Обычное, доброе, последнее утро | страница 3



— Вы холодная женщина, — как-то невпопад, словно опоздав на трамвай, крикнул Птолемей.

— Отнюдь. Я еще теплая. Но, как и все, совсем скоро меня поглотят биогенные амины. Доброй ночи, Птолемей, — и Нила скрылась в окоченевших лабиринтах, наскоро сваленных в груду тел.

* * *

— Я обязана признаться, — в темноте голос Нилы звучал много иначе, нежели вечером в секционном зале. Шуршали простыни, по составу воздуха в комнате было понятно, что совсем недавно именно здесь происходила тайная месса любви. — Я не люблю тебя. Но ты знал об этом всегда, — Нила вздохнула и, опершись о смятые простыни на кровати, села, болтая обнаженными ногами.

— Конечно. Потому, что ты любишь только мой мозг. И некоторые особенности моего тела, — очень сочный, словно голос диктора, в комнате разливался приятный мужской шепот. Мужчина в темноте явно улыбался и бережно, едва касаясь пальцами, поглаживал красивую спину женщины.

— Нет, Амулий. Это… — женщина приложила худые руки к вискам, барабаня длинными пальцами по собственным вискам, — я не это хочу сказать, — Нила тяжело вздохнула. Кровать приятно заскрипела, но не жалко, как старая развалина, а как-то по-особенному. Мужчина осторожно сел, облокотившись о мягкие подушки, и возложил красивую руку на плечо женщины. Его рельефный брахирадиалиус очень надежно вырисовывался под скромным свечением сияющего блеском города. Мужчина бережно помассировал шею женщины, которой только что владел.

— Ты хочешь расстаться, — констатировал Амулий, и вся его мужественность подверглась легкой дрожи.
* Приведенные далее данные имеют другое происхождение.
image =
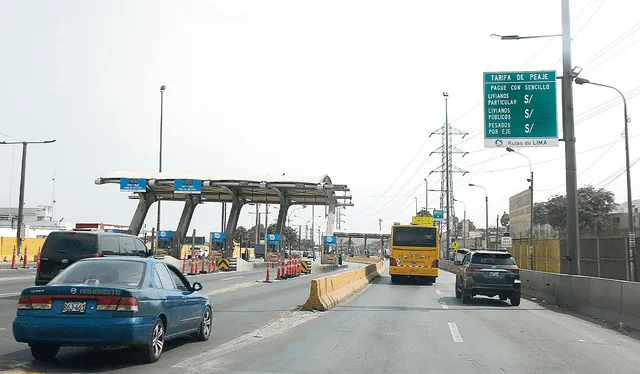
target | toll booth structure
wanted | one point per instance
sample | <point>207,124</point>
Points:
<point>349,235</point>
<point>193,190</point>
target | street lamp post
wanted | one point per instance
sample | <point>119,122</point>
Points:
<point>464,219</point>
<point>162,88</point>
<point>632,234</point>
<point>23,171</point>
<point>530,180</point>
<point>486,210</point>
<point>568,129</point>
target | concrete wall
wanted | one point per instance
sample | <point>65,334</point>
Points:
<point>609,299</point>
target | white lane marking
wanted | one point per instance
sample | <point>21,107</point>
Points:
<point>455,333</point>
<point>14,278</point>
<point>206,360</point>
<point>231,288</point>
<point>230,278</point>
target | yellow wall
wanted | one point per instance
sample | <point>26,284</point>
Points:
<point>546,254</point>
<point>7,244</point>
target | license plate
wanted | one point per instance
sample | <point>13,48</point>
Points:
<point>74,306</point>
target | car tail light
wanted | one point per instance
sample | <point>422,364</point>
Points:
<point>469,269</point>
<point>107,302</point>
<point>115,303</point>
<point>128,304</point>
<point>34,302</point>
— Некорректное определение, — Нила села в пол-оборота и посмотрела в глаза любовника. В темноте она видела хорошо. — Понимаешь, Амулий, все, практически все наши поступки, действия, чувства — это сложные химические процессы, которым очень хочется придать романтическую окраску, придумать для каждого безумия свой термин. Но дело обстоит следующим образом, — Нила повернулась полностью к мужчине, прикрыв обнаженное тело простыней, которую с трудом, чуть ли не с остервенением вырвала из-под собственных бедер. — Сначала, я захотела секса с тобой. Потом… я влюбилась в твой мозг. Да-да, было много примесей и компонентов еще, таких как голос, строение тела и прочее. Но, знаешь ли… — Нила вздохнула, — мое проклятие — быстрая скука и пресыщение, — женщина слабо, как-то болезненно улыбнулась, — так банально будут звучать последующие фразы, но мне без них не обойтись, — она провела пальцем по упругому, ухоженному телу немолодого мужчины, — я не хочу больше секса с тобой. И не могу слушать тебя с тем же неподдельным восторгом. Я не хочу твоих объятий. И мне скучно ездить с тобой на озеро. Мне много чего не хочется делать с тобой. И… — голос подвел, сорвался, как приступ астмы, но Нила смогла вздохнуть и выровнять дыхание, продолжая речь, — это не твоя вина. И не моя, конечно. В постели ты не стал хуже себя вести. И шутки твои не утратили остроты. И знания твои не обесценились. Просто наше время истекло. Когда я не чувствую, не ощущаю, не воспламеняюсь, я… — Нила снова вздохнула и, отняв руки от лица Амулия, закончила, — я не вижу смысла продолжать общение. Это подло и нечестно. Я ухожу. И просто буду помнить тебя, — женщина улыбнулась легкой, светлой улыбкой, словно ее посетило невероятное счастье, и она ушла. А мужчина, будучи из вымирающего вида настоящих мужчин, не стал останавливать ее, не проронив ни слова, он остался лежать, поглаживая простыни, которые отдавали ему последнее тепло симпатичного ему человека.